The Georgia legislature wrapped up the 2017 legislative session in the wee hours of Friday morning leaving the dust to settle on the nearly 400 votes cast over the last three months, but the Columbus metropolitan area has two state representatives that affiliate with the same political party but vote considerably different.
How do the 2017 voting records of State representative John Pezold, who was elected in 2012, and State representative Richard Smith, who was elected in 2004, compare?
John Pezold voted NO 90 out of 391* times putting him at a 23% NO-vote rate while Richard Smith voted NO 2 out of 391 times leaving him with a 0.50% NO-vote rate. Pezold was also the second highest ranking representative for casting NO-votes during the 2017 session.
Legislation on which Richard Smith voted NO:
- House Bill 441 which adjusted code section for spendthrift trusts (Pezold also voted NO. The bill did NOT pass the Senate)
- House Bill 142 which assess late fees on employers who fail to provide tax documents to employees before the federal and state-mandated deadlines. (Pezold also voted NO. The bill did NOT pass the Senate)

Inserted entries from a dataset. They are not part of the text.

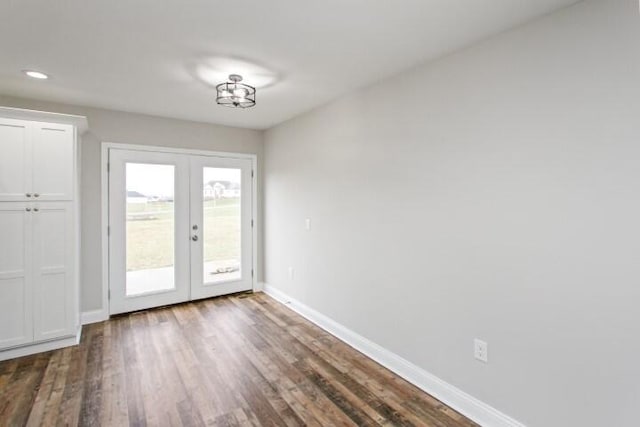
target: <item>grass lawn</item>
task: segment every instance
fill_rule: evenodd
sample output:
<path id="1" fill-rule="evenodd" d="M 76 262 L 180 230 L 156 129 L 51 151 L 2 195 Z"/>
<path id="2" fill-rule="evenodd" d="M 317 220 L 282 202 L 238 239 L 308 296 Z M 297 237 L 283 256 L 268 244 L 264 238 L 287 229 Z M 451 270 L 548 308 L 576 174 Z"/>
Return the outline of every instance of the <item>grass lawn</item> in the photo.
<path id="1" fill-rule="evenodd" d="M 198 235 L 205 262 L 240 261 L 240 199 L 206 201 Z M 173 253 L 173 203 L 128 203 L 127 271 L 169 267 Z"/>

Bills Pezold voted against while Smith voted in favor:
- House Bill 202 which increases the salary of the Governor to $175,000 annually (sent to Gov)
- House Bill 125 which provides tax exemptions for people who have their yachts repaired in Georgia if over $500,000 (sent to Gov)
- House Bill 208 which increases the hunting and fishing licensing fees (sent to Gov)
- House Bill 225 which adds a sales tax to rideshare purchases like Uber and Lyft as well as any other transaction which originates online — food delivery, Air B&B, etc. (no vote in Senate)
- House Bill 452 which was amended in the Senate during the final hours of the session. The bill allows for persons to be arrested and charged with domestic terrorism, though the language angered First Amendment activists who say the bill could target protesters – peaceful and otherwise – and the federal government already had such laws in place. (sent to Gov)
- House Bill 338 which is Governor Deal’s replacement bill for the failed Opportunity School District Amendment that flopped in November. The bill allows for takeovers for what the state deems as “failing schools.” (sent to Gov)
- House Bill 199 which grants tax credits to persons/companies that invest in the entertainment industry (Sent to Gov)
- House Bill 264 which doubles the state bond amount for the Georgia World Congress Center from $200 million to $400 million (sent to Gov)
- SB 201 which dictates that business owners must allow employees to use paid leave time to care for family members, despite company policy, if the employer already provides sick leave (Sent to Gov)
- Senate Bill 183 that allows state dollars to back bonds issued to private developers of the State Road and Tollway Authority (sent to Gov)
- Senate Bill 193, known as the “Friends with Benefits Bill,” which allows patients diagnosed with venereal diseases like chlamydia and gonorrhea to obtain an extra antibiotic prescription for their sexual partner or partners, while also providing funding to pregnancy resource centers that operate as 501(c)3s. (sent to Gov)
- Senate Bill 70 which extends the Hospital Bed Tax for an additional 3 years (sent to Gov)
- House Bill 275 which regulates the practice of wake surfing and outlines when wake surfing is not permissible in Georgia (did not pass Senate)
A few pieces of legislation on which both Pezold and Smith voted YES:
- House Bill 280 – the campus carry legislation to allow lawful Weapons Carry Permit holders over the age of 21 to carry a concealed firearm on public university campuses (sent to Gov)
- House Bill 146 which requires fire departments to provide insurance coverage for firefighters who develop cancer (sent to Gov)
- House Bill 37 that suspends any funding from public and private universities in Georgia if they allow sanctuary safe havens for illegal immigrants on campus (sent to Gov)
- House Bill 139 which requires the Georgia Department of Education to post all budget and expenditure information on its website for public viewing (sent to Gov)
Pezold sponsored four pieces of legislation this session including HB 465 which creates an industrial hemp commission and HB 133 which reforms Georgia’s ballot access laws.
Smith, who is Chairman of the Insurance committee, sponsored two pieces of legislation, HB 71 and HB 127, both of which addressed Georgia’s insurance code section, such as requiring health insurance companies to provide consumers with documentation on providers and hospitals that are covered under their plans.
The two do not sit on any of the same House committees.
*431 votes were cast, however, 40 were attendance and were subtracted to amount to 391.
**Disclosure: Jessica Szilagyi has previously served as a policy analyst for state representative Pezold.